I assume that $K$ is a positive number, $v$ is a real number such that $v \in (-0.5,0.5)$.

I have the integral: $\int_{-\infty}^0[(K-s)^v-(-s)^v]^2ds$. By using substitution I have that this is equal to $\int_0^\infty[(K+x)^v-x^v]^2dx$.

Since $2v \in (-1,1)$, I don't get any problems around zero with the integral. What I am having problems with is when we go to infinity. Obviously there must be someway that $(K+x)^v$ cancels out with $x^v$.

One attempt is trying to calculte $\int_0^M[(K+x)^v-x^v]^2dx$, and let M go to infinity. I get that $\int_0^M[(K+x)^v-x^v]^2dx=\int_0^M(K+x)^{2v}dx-2\int_0^M(K+x)^vx^vdx+\int_0^Mx^{2v}dx$.

$\int_0^M(K+x)^{2v}dx=\frac{1}{2v+1}[(K+M)^{2v}-K^{2v}]$

$\int_0^Mx^{2v}dx=\frac{M^{2v+1}}{2v+1}$.

But I am having trouble with the part $-2\int_0^M(K+x)^vx^vdx$. Do you see how to integrate this?

Do you see a way of solving this integral, and seeing that it is well defined?

Answer 1

You do not need to do calculation.

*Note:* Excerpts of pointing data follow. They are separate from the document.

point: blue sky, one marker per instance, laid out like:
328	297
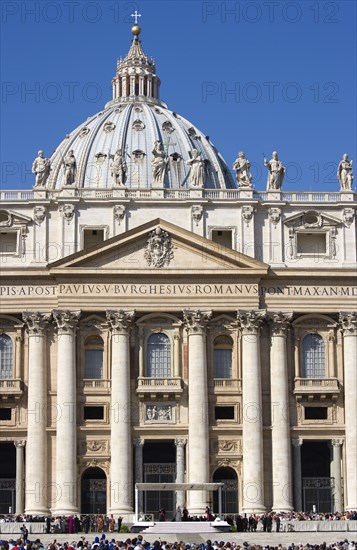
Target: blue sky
255	76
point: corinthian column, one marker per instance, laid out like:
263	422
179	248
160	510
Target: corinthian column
297	442
253	475
180	470
66	429
336	469
121	467
36	456
20	446
198	438
139	444
348	323
281	446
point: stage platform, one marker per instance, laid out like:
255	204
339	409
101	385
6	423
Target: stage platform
168	527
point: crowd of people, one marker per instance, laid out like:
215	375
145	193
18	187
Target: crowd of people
138	543
102	523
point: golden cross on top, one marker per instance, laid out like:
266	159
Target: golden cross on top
136	15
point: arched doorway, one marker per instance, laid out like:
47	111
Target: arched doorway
229	491
94	491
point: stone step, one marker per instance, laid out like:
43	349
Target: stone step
167	527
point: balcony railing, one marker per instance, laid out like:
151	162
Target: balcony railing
96	385
103	194
317	386
147	386
11	388
226	385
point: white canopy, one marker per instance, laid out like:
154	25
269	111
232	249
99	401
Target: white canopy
178	487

By using the Lagrange Mean Value Theorem $f(t)=t^v$ in $[x,x+K]$, one has $$ (K+x)^v-x^v=vK(x+\xi)^{v-1}, \xi\in(0,K).$$ Thus $$ ((K+x)^v-x^v)^2=v^2x^2(x+\xi)^{2v-2}=\frac{v^2K^2}{(x+\xi)^{2-2v}}\le \frac{v^2K^2}{x^{2-2v}}. $$ Noting $v\in(-0.5,0.5)$, one has $\int_1^{\infty}\frac{v^2K^2}{x^{2-2v}}dx$ converges and so does $\int_0^{\infty}[(K+x)^v-x^v]^2dx$.